Bertrand Badie a déjà posé le diagnostic d’un cercle vicieux enclenché par les usages de l’humiliation par les puissances occidentales mais qu’aucune remise en question ne vient à ce jour briser malgré les désastres qui s’accumulent dans la région, et le fait qu’« [a]ucune des guerres nouvelles menées par une puissance du Nord n’a débouché sur une victoire probante » (Badie 2016 : 178-179). Prisonnière d’une « matrice du pouvoir coloniale »[23] et d’une lecture profondément orientaliste des dynamiques de la région, la « puissance hégémonique » ne parvient pas à reconnaître et à intégrer les acteurs étatiques qui contestent l’ordre établi, et encore moins des sociétés malades de leur marginalisation et qui se mobilisent sur une infinité de registres allant de la radicalisation armée à la protestation pacifique. Les puissances occidentales, États-Unis en tête, ont largement fait la preuve de leur incapacité à modeler les évolutions du Moyen-Orient à leur convenance.

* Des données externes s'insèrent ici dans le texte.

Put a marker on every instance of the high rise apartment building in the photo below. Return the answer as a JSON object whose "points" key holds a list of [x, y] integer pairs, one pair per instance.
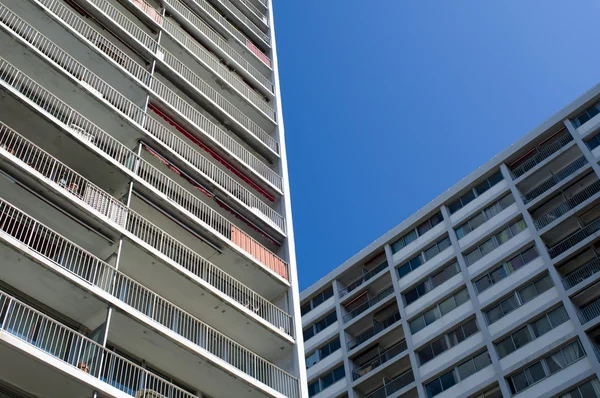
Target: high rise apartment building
{"points": [[490, 290], [145, 226]]}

Tout au plus peuvent-elles, avec leurs alliés régionaux, exclure et stigmatiser, voire éliminer certains acteurs : intervenir militairement contre des cibles bien précises et suspendre certains processus. Mais elles ne peuvent en aucun cas juguler la déliquescence violente des sociétés et anesthésier les sentiments d’injustice, d’humiliation, de déni dont font l’expérience des millions de personnes dans la région et auxquels elles contribuent. Les bailleurs de fonds occidentaux s’émeuvent souvent du risque d’une « génération perdue » en évoquant les enfants syriens. Mais, dans la région, ce sont plusieurs générations perdues, en Afghanistan, en Irak, en Palestine et dans les camps palestiniens dans les pays environnants, au Yémen, en Libye et ailleurs, dont il faudra un jour gérer l’humiliation.

Dans son plaidoyer en faveur d’une prise de conscience des Occidentaux des effets pervers et des impasses que suscitent leurs pratiques diplomatiques hégémoniques, Badie met en avant la nécessité d’une prise en compte de l’altérité et de l’acceptation de l’impératif d’une politique d’intégration sociale permettant d’inclure les laissés-pour-compte de la mondialisation. Généreuse, cette double perspective se complexifie par la profondeur structurante du regard orientaliste sur cette région du monde et sur sa population, ainsi que le démontre la poussée des extrêmes-droites et des franges dures dans de nombreux pays occidentaux, à commencer par les États-Unis de Donald Trump. En outre, se pose aussi la question des limites d’une stratégie reposant sur l’expérience d’intégration sociale des pays occidentaux, qui s’est faite dans le contexte d’États consolidés et en voie d’industrialisation. Une question qui reste aussi en suspens est celle de savoir comment les sociétés du sud peuvent s’organiser en dehors du modèle étatique importé et, si cela n’est guère possible, comment reconstruire des États fonctionnels là où ce modèle n’a guère pris.